CA: What kind of role do alumni play in Booth’s recruiting process? How integral are they to your office’s success? Is alumni participation a major part of the career education process?

JM: Alumni play an active role throughout the recruiting process. They are active in students’ career education process, as students reach out for informational interviews, and then also through their participation in our Industry Immersion event in the fall, a day-long conference where students attend panels and presentations on a wide variety of industries and functions. Many alumni are actively involved with their employers’ recruiting processes – informational interviews, attending formal networking or recruiting events, conducting interviews. And then alumni post jobs and hire students outside of the formal recruiting process.

The Booth community is vibrant and powerful. This community includes our 44,000+ alumni worldwide and also our student-to-student community. Our students network with alumni and also with other students, who perhaps have worked at companies or in industries that are of interest to them. Because of our large evening, weekend and executive MBA populations, we have many students who are currently working in firms, industries and functions of interest.

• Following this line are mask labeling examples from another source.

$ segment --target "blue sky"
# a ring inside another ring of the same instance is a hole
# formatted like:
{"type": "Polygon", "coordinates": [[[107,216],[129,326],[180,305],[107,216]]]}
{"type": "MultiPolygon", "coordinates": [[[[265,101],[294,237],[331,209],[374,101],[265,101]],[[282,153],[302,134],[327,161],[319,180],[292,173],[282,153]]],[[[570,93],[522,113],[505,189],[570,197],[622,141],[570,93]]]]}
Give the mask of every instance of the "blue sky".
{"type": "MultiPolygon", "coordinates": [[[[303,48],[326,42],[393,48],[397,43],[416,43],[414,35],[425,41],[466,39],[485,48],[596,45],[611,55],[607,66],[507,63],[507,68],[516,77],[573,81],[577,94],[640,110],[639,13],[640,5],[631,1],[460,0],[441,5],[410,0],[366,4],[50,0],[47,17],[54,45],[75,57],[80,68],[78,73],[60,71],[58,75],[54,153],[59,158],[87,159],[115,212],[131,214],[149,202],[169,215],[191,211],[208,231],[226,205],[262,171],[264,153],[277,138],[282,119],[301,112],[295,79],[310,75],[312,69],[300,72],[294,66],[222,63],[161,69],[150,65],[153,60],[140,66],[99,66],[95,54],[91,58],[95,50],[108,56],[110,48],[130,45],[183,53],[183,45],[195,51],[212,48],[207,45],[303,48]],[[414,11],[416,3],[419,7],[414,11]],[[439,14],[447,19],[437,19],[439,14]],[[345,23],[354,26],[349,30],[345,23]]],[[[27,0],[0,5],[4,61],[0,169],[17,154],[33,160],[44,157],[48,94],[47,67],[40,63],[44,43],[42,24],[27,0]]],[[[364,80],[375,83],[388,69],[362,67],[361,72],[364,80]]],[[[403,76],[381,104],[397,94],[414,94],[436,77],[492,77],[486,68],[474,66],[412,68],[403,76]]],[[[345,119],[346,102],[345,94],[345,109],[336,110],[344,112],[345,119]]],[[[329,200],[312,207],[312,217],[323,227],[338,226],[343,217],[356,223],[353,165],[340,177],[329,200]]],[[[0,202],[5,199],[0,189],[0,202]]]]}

CA: Do you have any advice for prospective applicants in terms of what they might do in advance of the MBA program to be better prepared for the job search process? In your experience, do you find that students who have done x, y or z before arriving on campus have a more successful experience with career services and the job search as a whole?

JM: Students who have a clear sense of why they are pursuing an MBA and why they are at Booth are at a distinct advantage in the job search process. Students who arrive on campus with a clear sense of their own strengths and interests, having done research on possible MBA careers appropriate for them, are best prepared to take advantage of the plethora of resources here. We start work with incoming students the summer before they enter Booth. That work is focused on self-assessment, networking and drafting their first MBA résumé.

This doesn’t mean that students need to be completely focused on just one or two careers, but the student who has a clear sense of the skillset they bring to the table, their interests and the overall marketplace is positioned well to work with us to refine that search and articulate their strengths in a compelling manner.